As mangas dela estão arregaçadas, então posso ver a tatuagem de um rio no braço direito. Ela fez isso depois que o irmão dela morreu? Era o rio outro medo que ela venceu?
Ela baixa alguns tons sua voz.
— Na segunda fase do treinamento, Georgie foi muito bem, muito rápido. Ele disse que as simulações não eram nem mesmo assustadoras para ele... que eram como um jogo. Então os instrutores tiveram um interesse especial nele. Se empilhavam na sala quando ele fazia a simulação, ao invés de simplesmente deixar o instrutor reportar seus resultados. Sussurrando sobre ele o tempo inteiro. No último dia de simulações, um dos líderes da Audácia foi vê-lo. No dia seguinte, Georgie tinha ido.
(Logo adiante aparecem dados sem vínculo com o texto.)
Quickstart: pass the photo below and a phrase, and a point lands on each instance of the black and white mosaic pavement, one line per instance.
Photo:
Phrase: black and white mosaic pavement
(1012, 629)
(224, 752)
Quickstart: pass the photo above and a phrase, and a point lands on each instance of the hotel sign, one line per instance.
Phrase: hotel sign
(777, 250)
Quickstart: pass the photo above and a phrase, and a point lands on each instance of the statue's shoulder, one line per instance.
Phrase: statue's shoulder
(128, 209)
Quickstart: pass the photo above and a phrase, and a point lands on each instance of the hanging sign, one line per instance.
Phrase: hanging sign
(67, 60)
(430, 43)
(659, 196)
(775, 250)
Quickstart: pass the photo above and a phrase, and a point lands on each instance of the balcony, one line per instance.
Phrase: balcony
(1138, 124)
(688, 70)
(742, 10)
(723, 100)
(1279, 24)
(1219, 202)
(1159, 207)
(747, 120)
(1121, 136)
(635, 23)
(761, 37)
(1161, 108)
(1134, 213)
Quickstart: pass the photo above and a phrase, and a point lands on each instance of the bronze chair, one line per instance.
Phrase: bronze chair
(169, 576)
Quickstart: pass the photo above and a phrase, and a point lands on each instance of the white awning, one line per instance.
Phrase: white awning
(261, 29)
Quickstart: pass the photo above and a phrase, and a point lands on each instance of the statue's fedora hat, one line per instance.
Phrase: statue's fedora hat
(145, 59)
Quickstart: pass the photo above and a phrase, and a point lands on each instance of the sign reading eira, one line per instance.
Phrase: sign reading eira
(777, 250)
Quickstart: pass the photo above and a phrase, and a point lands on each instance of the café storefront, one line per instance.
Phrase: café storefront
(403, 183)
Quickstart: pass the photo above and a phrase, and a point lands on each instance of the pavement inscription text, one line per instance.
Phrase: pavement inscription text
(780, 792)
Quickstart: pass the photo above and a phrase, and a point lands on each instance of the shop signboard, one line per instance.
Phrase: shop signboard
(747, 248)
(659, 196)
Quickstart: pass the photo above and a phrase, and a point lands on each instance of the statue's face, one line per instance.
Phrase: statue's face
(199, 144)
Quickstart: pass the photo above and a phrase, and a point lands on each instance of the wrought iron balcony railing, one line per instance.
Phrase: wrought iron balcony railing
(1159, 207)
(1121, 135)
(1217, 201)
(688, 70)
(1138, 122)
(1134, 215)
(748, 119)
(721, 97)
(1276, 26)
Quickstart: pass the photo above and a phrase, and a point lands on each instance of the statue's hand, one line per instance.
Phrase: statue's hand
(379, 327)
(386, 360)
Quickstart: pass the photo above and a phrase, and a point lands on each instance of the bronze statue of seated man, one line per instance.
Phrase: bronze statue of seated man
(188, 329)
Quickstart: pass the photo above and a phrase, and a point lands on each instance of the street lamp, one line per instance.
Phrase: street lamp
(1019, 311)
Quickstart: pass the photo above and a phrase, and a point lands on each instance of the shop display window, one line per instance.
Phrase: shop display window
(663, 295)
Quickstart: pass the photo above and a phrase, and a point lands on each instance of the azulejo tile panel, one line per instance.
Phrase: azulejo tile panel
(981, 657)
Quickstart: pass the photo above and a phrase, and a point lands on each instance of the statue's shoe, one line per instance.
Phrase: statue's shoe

Eu poderia ir bem nas simulações se eu mascarasse o que quer que tenha sido que me ajudou a quebrar o vidro. Eu poderia ir tão bem que todos os instrutores tomariam conhecimento. Eu poderia, mas irei?
— Isso é tudo? — digo. — Apenas mudar as simulações?
— Duvido que seja, mas é tudo o que eu sei.
— Quantas pessoas sabem sobre isso? — pergunto, pensando em Quatro. — Sobre manipular as simulações.
— Dois tipos de pessoas. Pessoas que querem você morta. Ou pessoas que vivenciaram isso elas mesmas. Em primeira mão. Ou em segunda, como eu.
Quatro me disse que ele deletaria as minhas filmagens quebrando o vidro. Ele não me quer morta. Ele é Divergente? Era um membro da família? Um amigo? Uma namorada?
Empurro o pensamento para fora da mente. Não posso deixá-lo me distrair.
— Eu não entendo — digo lentamente. — Por que os líderes da Audácia se importam se eu posso manipular a simulação?
— Se eu tivesse descoberto, eu já teria dito a você — ela pressiona os lábios. — A única coisa que eu sei é que mudar a simulação não é com o que eles se importam, é apenas um sintoma de outra coisa. Alguma coisa com que eles se importam.
Tori pega minha mão e pressiona entre suas palmas.
— Pense sobre isso. Essas pessoas te ensinaram a usar uma arma. Eles te ensinaram a lutar. Você acha que eles se importam de feri-la? Matá-la?
Ela solta a minha mão e fica de pé.
— Tenho que ir ou Bud fará perguntas. Tome cuidado, Tris.